Robert Cheaib
La teologia fondamentale è una disciplina teologica moderna e antica al contempo. È una disciplina giovanissima perché nella sua veste nuova come «teologia fondamentale» (=TF)  - per riecheggiare René Latourelle - ha iniziato la sua configurazione a metà del ventesimo secolo più o meno. Ma è una disciplina che affonda le radici nell’antichità, anzi, proprio nell’essenza della fede cristiana. Non a caso la magna carta della disciplina è 1 Pt 3,15: «Siate sempre pronti a rendere ragione della speranza che è in voi».
Subito dopo l’epoca dei padri apostolici, la Chiesa ha potuto agganciarsi con il mondo culturale greco e affrontare le sfide poste dalla cultura dominante grazie ai padri apologisti. La TF, infatti, è la figlia e l’erede dell’apologetica che, serbando la buona eredità della genitrice, vuole evitarne gli errori e superarne i limiti.
La TF costituisce il volto comunicativo della fede, il volto che dialogo e che sa tradursi nelle parole degli altri senza tradire l’essenza della fede. Da qui viene conosciuta anche come «disciplina di frontiera». Questo statuto dialogico e liminale espone la TF a una caratterizzazione identitaria costitutivamente instabile.

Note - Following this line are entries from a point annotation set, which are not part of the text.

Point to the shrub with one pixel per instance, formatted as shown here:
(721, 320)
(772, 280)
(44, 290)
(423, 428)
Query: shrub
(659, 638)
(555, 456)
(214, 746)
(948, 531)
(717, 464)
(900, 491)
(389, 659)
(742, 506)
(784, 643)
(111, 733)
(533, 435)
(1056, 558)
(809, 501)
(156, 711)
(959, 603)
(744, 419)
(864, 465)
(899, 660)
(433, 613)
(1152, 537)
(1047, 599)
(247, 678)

Francesco Testaferri, nel suo saggio Il tuo volto Signore io cerco. Rivelazione, fede, mistero: una teologia fondamentale, puntualizza lo statuto paradossale ma obbligato con cui la teologia, e specie la TF, deve fare i conti così: la teologia deve «da un lato produrre un pensiero dopo il secolarismo e dall’altro – ed è questo forse l’aspetto più decisivo e allo stesso tempo intrigante – misurarsi equilibratamente con l’impresa di tracciare una teologia paradossalmente “secolari sta”, perché incarnata nell’oggi, senza scadere in un generico adattamento alle mode culturali. Qui sta il punto nodale della problematica attuale, sul quale in un certo senso sta o cade la pretesa stessa di formulare una teologia al passo coi tempi».
Le piste che il professore dell’Istituto Teologico di Assisi percorre e «ritratta» per tradurre la rilevanza della fede cristiana per il secolo sono fondamentalmente due.
La prima è una considerazione del binomio rivelazione-mistero. L’autore si propone di considerare la pertinenza reciproca delle due categorie, volgarmente considerate come contraddittorie (giacché si pensa che la rivelazione elimini il mistero e che il mistero rilevi il fallimento di una rivelazione!). Tale riflessione sulle due categorie porta al superamento di un modello teologico basato sul paradigma logico-descrittivo, verso un modello più esperienziale che coinvolge «l’esperienza integrale» e il «teologo totale» per rievocare il lessico del saggio Teologia e santità di von Balthasar.
La seconda pista che Testaferri percorre è quella di una riconsiderazione della pregnanza e del significato della fede alla luce della categoria di mistero. Le sfide poste in questa sede sono – secondo l’autore – due: «Da un lato si tratta di riconfigurare la fede nella prospettiva del mistero rivelato, in modo da abbandonare l’idea imperante di fede come conoscenza straordinaria e certa di verità di carattere soprannaturale, per muoversi invece sempre più decisamente verso la prospettiva personalistica integrale. D’altra parte sarà necessario uscire dal vicolo cieco di un confronto fede-ragione impostato nei termini epistemologici dettati dalle premesse moderne ed estendere invece la portata della questione nella ben più chiara direzione personalista integrale mirabilmente espressa dalla Dei Verbum».
Il saggio di Testaferri entra nel solco felice di una nuova sensibilità nel campo della TF che riconosce «l’incertezza» in cui versa la disciplina, ma non la vive come una condanna o come segno di debolezza, ma come un kairos e una vocazione per rinnovare le proprie istanze e per entrare ulteriormente in dialogo con le istanze contemporaneo, per portare il Vangelo nell’areopago di oggi. Siamo, in definitiva, dinanzi a «una scelta statuaria» che rende la TF profondamente agile per muoversi sul terreno instabile dell’oggi che desidera, con non minore sete del passato, «di vedere Gesù» (cf. Gv 12,21).